Zara held onto his hand, not letting him move. "They can't help you. I can't, until you've seen it all. Tehu will just distract you. Farina's too scared to do much more than cook and sing. And we, the goddess and I, need you to be prepared."
"Goddess." Tolya frowned in earnest. He touched her forehead with his free hand. She was warm enough that he jerked his hand back, surprised. "You're sick," he said. "Burning up. You should be the one resting. You're not making sense."

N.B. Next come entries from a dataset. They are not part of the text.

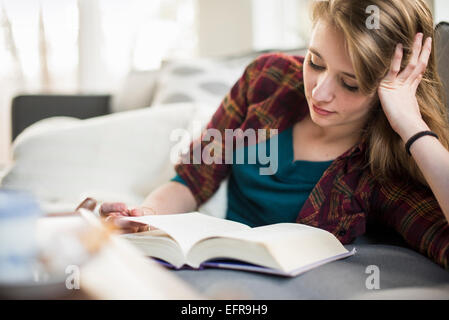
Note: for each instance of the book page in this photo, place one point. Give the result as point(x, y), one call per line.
point(294, 245)
point(189, 228)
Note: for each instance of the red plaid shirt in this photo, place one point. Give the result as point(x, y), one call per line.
point(270, 95)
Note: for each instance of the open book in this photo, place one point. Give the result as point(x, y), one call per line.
point(197, 240)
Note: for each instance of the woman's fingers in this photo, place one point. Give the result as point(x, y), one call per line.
point(416, 52)
point(127, 226)
point(423, 61)
point(109, 207)
point(395, 66)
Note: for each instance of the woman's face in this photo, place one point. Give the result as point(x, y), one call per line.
point(329, 81)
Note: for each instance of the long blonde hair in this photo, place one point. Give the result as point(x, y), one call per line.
point(371, 51)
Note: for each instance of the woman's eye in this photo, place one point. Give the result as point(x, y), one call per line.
point(315, 66)
point(350, 88)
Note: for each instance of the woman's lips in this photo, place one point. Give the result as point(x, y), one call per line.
point(321, 111)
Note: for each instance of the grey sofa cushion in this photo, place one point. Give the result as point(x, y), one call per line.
point(442, 55)
point(403, 274)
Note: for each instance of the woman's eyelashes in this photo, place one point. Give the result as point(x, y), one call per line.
point(344, 84)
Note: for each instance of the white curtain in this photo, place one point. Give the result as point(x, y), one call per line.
point(84, 46)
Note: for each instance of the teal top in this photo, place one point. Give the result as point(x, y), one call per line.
point(256, 199)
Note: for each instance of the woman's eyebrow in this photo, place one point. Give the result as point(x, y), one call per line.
point(315, 52)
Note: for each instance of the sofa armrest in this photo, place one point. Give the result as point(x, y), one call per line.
point(28, 109)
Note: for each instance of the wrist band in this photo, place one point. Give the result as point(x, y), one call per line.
point(416, 137)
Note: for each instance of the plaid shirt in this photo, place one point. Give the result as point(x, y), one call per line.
point(270, 95)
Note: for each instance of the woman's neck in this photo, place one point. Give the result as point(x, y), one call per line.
point(347, 135)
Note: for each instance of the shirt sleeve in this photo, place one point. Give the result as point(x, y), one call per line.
point(413, 211)
point(204, 179)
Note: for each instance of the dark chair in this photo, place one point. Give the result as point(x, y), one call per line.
point(28, 109)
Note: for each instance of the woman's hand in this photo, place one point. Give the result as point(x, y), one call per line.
point(115, 211)
point(397, 91)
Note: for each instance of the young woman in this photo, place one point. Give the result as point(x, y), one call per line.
point(347, 115)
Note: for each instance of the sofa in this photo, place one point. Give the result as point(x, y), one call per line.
point(125, 155)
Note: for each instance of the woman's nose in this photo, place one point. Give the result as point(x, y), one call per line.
point(324, 89)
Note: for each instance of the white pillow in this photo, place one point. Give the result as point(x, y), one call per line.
point(197, 80)
point(118, 157)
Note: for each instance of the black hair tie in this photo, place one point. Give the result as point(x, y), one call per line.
point(416, 137)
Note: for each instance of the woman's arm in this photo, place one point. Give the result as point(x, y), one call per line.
point(432, 159)
point(172, 197)
point(397, 94)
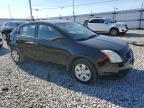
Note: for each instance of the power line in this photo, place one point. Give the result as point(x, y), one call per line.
point(76, 5)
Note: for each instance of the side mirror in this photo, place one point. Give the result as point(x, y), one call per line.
point(105, 22)
point(59, 39)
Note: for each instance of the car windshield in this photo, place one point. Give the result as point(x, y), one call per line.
point(109, 21)
point(77, 31)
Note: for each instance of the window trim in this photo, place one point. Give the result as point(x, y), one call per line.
point(35, 35)
point(53, 27)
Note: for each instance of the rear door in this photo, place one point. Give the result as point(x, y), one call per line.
point(52, 44)
point(98, 25)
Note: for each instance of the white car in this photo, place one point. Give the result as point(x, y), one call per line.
point(1, 41)
point(106, 26)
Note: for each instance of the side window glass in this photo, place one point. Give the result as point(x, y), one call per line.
point(28, 30)
point(14, 25)
point(47, 32)
point(8, 24)
point(101, 21)
point(93, 21)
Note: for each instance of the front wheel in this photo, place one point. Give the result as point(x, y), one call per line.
point(114, 31)
point(4, 36)
point(17, 56)
point(84, 71)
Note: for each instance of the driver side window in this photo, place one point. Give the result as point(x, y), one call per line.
point(47, 32)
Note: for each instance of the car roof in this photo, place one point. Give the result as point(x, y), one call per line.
point(96, 18)
point(15, 21)
point(49, 21)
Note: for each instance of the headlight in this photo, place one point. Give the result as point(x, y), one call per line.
point(118, 25)
point(113, 56)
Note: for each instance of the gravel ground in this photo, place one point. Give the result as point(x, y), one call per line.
point(45, 85)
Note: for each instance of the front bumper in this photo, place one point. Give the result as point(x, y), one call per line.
point(123, 29)
point(114, 68)
point(108, 68)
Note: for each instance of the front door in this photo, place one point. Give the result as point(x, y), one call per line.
point(52, 45)
point(28, 40)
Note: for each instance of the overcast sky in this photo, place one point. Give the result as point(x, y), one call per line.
point(54, 8)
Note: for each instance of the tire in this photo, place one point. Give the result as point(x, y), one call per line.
point(79, 69)
point(4, 36)
point(114, 31)
point(17, 56)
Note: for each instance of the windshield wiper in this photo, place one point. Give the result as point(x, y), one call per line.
point(90, 37)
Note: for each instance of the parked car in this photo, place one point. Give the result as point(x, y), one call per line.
point(1, 41)
point(83, 52)
point(106, 26)
point(8, 27)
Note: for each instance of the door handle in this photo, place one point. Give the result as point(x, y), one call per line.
point(32, 43)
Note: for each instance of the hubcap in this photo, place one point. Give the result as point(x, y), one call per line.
point(82, 72)
point(15, 56)
point(4, 36)
point(114, 32)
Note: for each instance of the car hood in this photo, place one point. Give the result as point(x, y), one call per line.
point(102, 42)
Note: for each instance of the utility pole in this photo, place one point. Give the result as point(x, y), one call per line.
point(114, 13)
point(9, 12)
point(37, 10)
point(30, 7)
point(73, 10)
point(141, 14)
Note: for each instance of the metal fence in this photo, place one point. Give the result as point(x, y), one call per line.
point(133, 18)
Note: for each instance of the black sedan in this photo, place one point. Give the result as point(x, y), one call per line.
point(8, 27)
point(83, 52)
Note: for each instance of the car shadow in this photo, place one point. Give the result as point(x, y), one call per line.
point(3, 51)
point(128, 91)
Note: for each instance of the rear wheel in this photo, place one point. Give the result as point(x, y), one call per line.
point(1, 45)
point(84, 71)
point(4, 36)
point(114, 31)
point(17, 56)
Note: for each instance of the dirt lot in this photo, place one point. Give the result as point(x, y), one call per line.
point(44, 85)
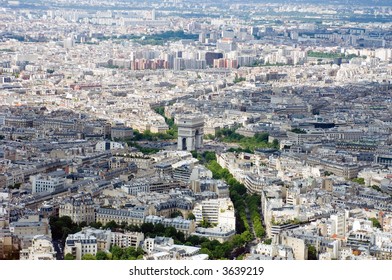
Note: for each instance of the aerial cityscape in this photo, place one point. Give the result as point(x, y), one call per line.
point(196, 130)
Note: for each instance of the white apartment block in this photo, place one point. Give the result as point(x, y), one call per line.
point(43, 183)
point(80, 208)
point(79, 244)
point(41, 249)
point(216, 211)
point(127, 239)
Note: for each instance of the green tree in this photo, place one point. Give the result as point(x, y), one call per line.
point(111, 225)
point(191, 216)
point(312, 252)
point(176, 214)
point(376, 223)
point(101, 255)
point(88, 257)
point(69, 257)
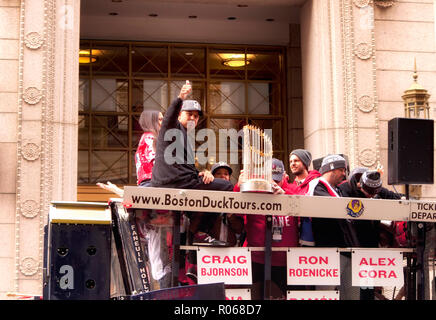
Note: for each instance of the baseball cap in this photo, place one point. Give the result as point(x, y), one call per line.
point(278, 169)
point(221, 164)
point(304, 156)
point(191, 105)
point(332, 162)
point(371, 182)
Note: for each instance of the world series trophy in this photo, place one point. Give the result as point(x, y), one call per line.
point(257, 161)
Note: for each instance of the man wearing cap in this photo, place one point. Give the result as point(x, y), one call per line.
point(299, 163)
point(176, 169)
point(365, 183)
point(329, 232)
point(284, 234)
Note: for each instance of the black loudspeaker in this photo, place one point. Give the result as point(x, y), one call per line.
point(410, 151)
point(78, 256)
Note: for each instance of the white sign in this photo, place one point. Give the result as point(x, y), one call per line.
point(372, 268)
point(228, 265)
point(238, 294)
point(423, 211)
point(313, 266)
point(312, 295)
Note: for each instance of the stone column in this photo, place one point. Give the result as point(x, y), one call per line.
point(339, 80)
point(46, 156)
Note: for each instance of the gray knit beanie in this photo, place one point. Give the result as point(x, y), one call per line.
point(304, 156)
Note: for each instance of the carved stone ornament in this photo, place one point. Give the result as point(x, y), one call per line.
point(367, 157)
point(29, 209)
point(29, 266)
point(365, 104)
point(363, 51)
point(33, 40)
point(361, 3)
point(384, 3)
point(30, 151)
point(32, 95)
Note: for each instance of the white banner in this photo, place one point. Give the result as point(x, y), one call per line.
point(313, 266)
point(312, 295)
point(372, 268)
point(228, 265)
point(238, 294)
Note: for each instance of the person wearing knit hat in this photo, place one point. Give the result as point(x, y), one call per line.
point(334, 233)
point(304, 156)
point(299, 162)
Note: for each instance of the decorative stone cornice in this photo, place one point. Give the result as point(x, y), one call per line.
point(33, 40)
point(384, 3)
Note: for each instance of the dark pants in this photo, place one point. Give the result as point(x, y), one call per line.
point(278, 278)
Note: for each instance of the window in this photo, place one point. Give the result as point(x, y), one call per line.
point(236, 85)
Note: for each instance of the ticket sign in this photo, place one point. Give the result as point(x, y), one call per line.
point(377, 268)
point(312, 295)
point(423, 211)
point(228, 265)
point(238, 294)
point(313, 266)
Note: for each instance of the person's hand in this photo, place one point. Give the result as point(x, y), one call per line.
point(207, 176)
point(112, 188)
point(185, 91)
point(277, 189)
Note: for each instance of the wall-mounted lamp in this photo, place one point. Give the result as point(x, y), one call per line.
point(236, 60)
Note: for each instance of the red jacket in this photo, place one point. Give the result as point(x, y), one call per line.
point(144, 157)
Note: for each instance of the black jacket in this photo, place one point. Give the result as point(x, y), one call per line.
point(329, 232)
point(183, 170)
point(368, 231)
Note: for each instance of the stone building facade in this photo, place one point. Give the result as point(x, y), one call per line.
point(356, 61)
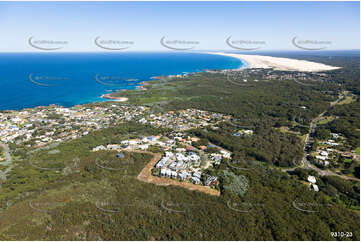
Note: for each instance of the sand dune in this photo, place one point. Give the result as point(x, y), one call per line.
point(278, 63)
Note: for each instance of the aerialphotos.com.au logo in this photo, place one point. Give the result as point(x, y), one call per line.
point(113, 44)
point(47, 45)
point(310, 44)
point(46, 81)
point(243, 207)
point(178, 44)
point(245, 44)
point(309, 207)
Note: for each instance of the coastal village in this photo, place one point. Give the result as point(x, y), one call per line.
point(180, 159)
point(41, 126)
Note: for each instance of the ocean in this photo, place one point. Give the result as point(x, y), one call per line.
point(67, 79)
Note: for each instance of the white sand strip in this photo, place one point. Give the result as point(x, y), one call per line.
point(278, 63)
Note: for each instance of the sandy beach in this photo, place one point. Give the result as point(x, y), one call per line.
point(278, 63)
point(119, 99)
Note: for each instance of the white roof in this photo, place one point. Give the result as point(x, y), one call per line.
point(315, 187)
point(311, 179)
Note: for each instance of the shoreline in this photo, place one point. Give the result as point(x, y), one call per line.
point(277, 63)
point(118, 99)
point(248, 61)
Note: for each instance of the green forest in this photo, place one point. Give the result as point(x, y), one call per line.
point(61, 193)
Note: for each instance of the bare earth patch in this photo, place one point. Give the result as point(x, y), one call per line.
point(146, 176)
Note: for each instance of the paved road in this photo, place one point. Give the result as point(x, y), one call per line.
point(7, 162)
point(305, 163)
point(6, 152)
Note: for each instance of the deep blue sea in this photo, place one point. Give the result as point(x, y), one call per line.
point(67, 79)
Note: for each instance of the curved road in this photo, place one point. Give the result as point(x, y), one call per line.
point(305, 163)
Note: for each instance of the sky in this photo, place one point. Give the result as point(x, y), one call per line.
point(140, 26)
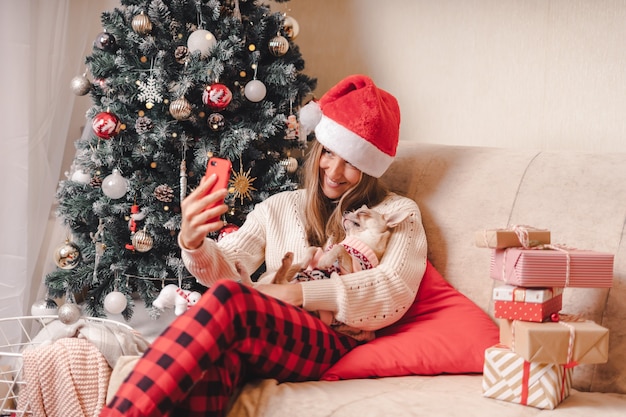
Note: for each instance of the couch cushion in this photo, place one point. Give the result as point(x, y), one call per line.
point(443, 332)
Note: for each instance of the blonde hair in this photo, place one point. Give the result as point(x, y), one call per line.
point(324, 216)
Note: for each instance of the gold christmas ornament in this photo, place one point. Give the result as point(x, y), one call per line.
point(180, 109)
point(242, 184)
point(67, 256)
point(69, 313)
point(279, 45)
point(291, 27)
point(142, 241)
point(141, 24)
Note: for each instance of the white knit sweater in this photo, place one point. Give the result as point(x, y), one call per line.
point(367, 300)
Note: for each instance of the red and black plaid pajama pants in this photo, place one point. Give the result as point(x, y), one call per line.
point(234, 333)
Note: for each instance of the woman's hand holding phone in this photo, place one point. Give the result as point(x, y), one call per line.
point(202, 208)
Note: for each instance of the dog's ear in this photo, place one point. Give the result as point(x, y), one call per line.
point(394, 219)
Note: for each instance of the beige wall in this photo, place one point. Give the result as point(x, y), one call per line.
point(548, 74)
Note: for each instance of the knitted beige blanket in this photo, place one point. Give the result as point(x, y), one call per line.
point(66, 378)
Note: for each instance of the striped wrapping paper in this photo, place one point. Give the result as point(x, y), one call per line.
point(552, 267)
point(528, 304)
point(508, 377)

Her smile was sad, but didn't waver. "But I am. The goddess and I," she said again. "We fight for Meilani." This time when her eyes changed, he watched it happen. Green faded to gold and then turned rosy, the color of sunrise, all pinks and reds. "There's a battle coming, Tolya." Her voice echoed now, two pitches, two notes, blended into one." He shivered, but he couldn't look away. "Winning is more important than you know. You have to stop Ajayi, Tolya, before she unmakes the world."